Davis actually has Buy recommendations on several of these stocks, and so his purpose is to point out where there may be opportunity for investment if there is a downdraft in the shares.

Autodesk (ADSK) could be picked up if it “drifts to $40,” he writes; the stock closed at $42.50 today.

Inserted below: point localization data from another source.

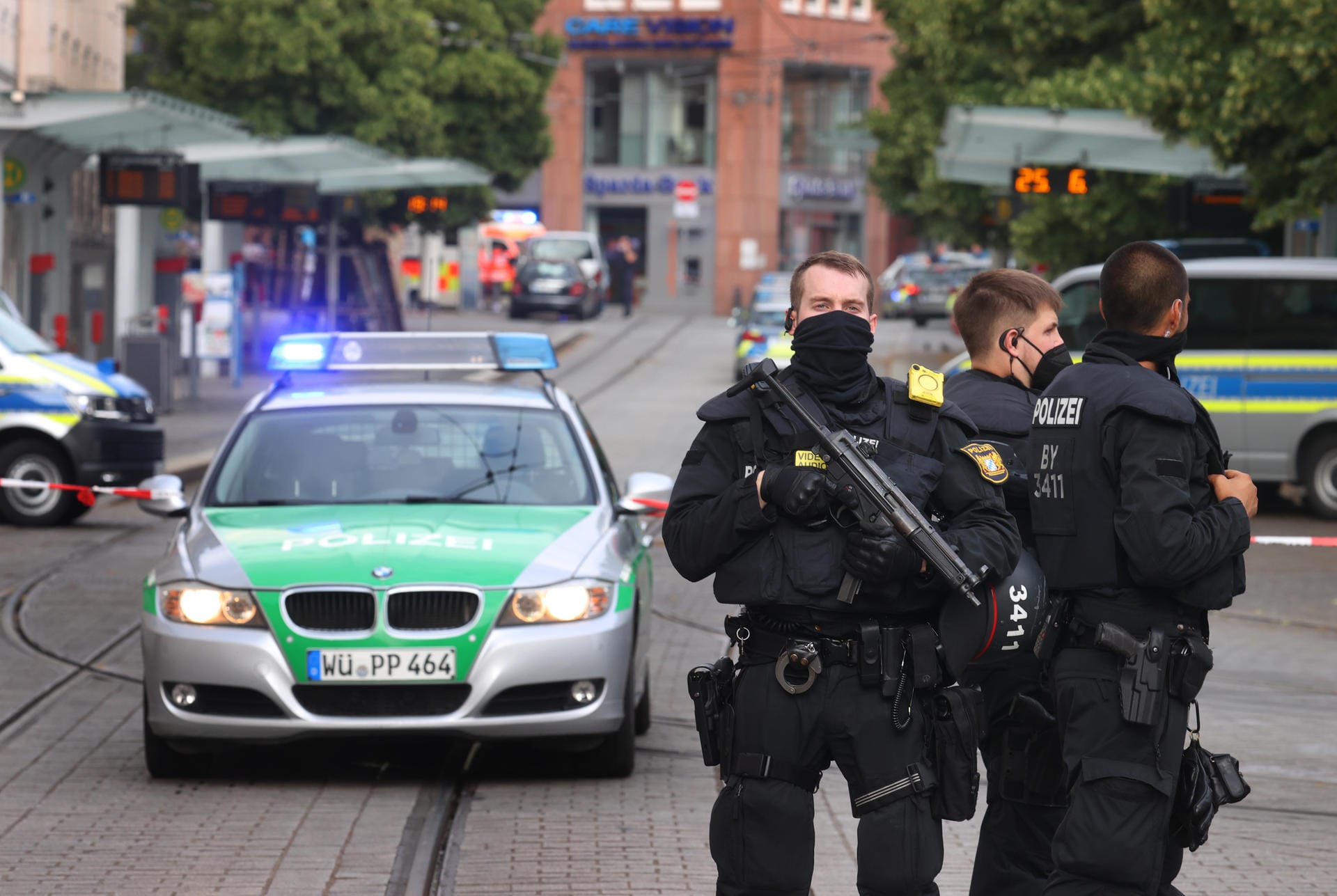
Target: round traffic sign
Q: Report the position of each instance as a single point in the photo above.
(15, 174)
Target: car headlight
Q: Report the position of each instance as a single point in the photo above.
(98, 407)
(205, 606)
(566, 602)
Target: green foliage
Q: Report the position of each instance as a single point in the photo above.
(1018, 52)
(1256, 81)
(436, 78)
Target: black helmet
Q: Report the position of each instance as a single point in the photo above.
(1004, 625)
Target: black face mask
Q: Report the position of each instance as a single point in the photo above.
(831, 356)
(1139, 347)
(1050, 364)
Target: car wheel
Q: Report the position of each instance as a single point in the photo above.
(1321, 476)
(643, 708)
(616, 757)
(165, 761)
(42, 463)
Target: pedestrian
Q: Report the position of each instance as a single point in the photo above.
(629, 273)
(1010, 322)
(753, 506)
(618, 273)
(1141, 527)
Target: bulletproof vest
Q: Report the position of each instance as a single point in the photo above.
(799, 563)
(1072, 494)
(1002, 412)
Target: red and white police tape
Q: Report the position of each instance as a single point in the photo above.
(1297, 541)
(88, 494)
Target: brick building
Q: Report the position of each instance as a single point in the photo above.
(753, 102)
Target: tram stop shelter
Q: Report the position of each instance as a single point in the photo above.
(46, 138)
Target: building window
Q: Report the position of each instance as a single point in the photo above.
(805, 233)
(820, 118)
(650, 117)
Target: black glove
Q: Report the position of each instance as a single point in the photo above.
(797, 491)
(879, 558)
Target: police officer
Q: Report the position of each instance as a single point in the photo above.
(753, 506)
(1010, 322)
(1141, 526)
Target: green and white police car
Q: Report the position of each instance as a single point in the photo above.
(388, 554)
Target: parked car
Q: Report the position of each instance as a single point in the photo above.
(1261, 357)
(66, 422)
(554, 287)
(578, 246)
(393, 556)
(761, 335)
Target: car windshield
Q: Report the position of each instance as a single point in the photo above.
(768, 319)
(19, 338)
(402, 454)
(550, 269)
(559, 249)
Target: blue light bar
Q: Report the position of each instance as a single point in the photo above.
(414, 352)
(306, 352)
(524, 352)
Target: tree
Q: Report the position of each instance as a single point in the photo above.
(1256, 81)
(1019, 52)
(436, 78)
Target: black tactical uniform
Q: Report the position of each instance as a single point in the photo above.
(1027, 787)
(1130, 531)
(788, 574)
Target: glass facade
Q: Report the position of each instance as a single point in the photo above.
(820, 109)
(650, 117)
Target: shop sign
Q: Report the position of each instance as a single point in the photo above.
(800, 187)
(650, 33)
(642, 185)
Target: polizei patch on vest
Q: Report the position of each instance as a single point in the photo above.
(1058, 411)
(809, 459)
(988, 459)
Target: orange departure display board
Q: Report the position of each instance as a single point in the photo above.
(264, 203)
(146, 180)
(1040, 180)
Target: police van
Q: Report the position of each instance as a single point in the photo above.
(377, 553)
(66, 421)
(1261, 357)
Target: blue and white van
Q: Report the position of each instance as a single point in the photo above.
(66, 421)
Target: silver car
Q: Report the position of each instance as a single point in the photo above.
(402, 557)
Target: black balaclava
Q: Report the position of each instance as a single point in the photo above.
(831, 357)
(1139, 347)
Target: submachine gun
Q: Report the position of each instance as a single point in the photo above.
(877, 503)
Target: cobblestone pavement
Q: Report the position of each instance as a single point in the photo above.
(78, 813)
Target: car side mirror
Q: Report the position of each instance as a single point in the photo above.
(646, 494)
(165, 498)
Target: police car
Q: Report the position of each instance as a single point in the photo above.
(65, 421)
(379, 553)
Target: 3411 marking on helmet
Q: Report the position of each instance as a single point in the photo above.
(1049, 485)
(1018, 594)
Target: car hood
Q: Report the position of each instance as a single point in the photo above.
(485, 546)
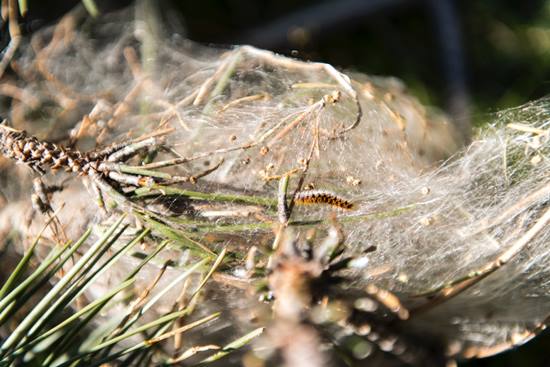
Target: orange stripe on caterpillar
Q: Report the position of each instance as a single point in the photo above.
(322, 197)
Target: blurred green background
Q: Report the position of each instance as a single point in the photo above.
(470, 58)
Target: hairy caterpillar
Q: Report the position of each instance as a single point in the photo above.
(322, 197)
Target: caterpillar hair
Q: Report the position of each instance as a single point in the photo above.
(322, 197)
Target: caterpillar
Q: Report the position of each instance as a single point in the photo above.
(322, 197)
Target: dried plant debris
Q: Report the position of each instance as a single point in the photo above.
(418, 250)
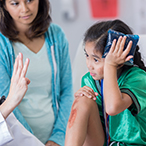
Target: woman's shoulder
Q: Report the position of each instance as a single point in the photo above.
(56, 29)
(3, 38)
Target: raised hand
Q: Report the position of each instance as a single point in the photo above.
(18, 87)
(117, 55)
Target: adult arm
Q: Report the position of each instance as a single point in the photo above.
(64, 90)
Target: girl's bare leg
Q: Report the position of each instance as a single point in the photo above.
(84, 127)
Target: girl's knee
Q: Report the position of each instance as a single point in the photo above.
(84, 104)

Ansys (ANSS): “This is a super high-quality company with a lot of fans who seem very unlikely to let the shares drift too low before buying more.”

AspenTech (AZPN): “The stock might rest for a bit here, but we expect to see the stock nicely higher by year end.”

Salesforce.com (CRM): The first place “growth money” will go if investors get aggressive again — not now, but sometime around Q4, at the latest.

Constant Contact (CTCT): “The stock is in a vicious cycle in which investors assume that the stock is “telling them something” when that is not likely the case. Once the selling is done, we expect shares to move higher, eventually on their way to $40+.”

Other names he likes include Descartes (DSGX), Bottomline (EPAY), Lionbridge (LIOX), Nuance (NUAN), Oracle (ORCL), Pegasystems (PEGA), Parametric (PMTC), SPS Commerce (SPSC), Monotype (TYPE), and Ultimate Software (ULTI).

Davis has Hold ratings on NetSuite (N), Intuit (INTU), and SuccessFactors (SFSF).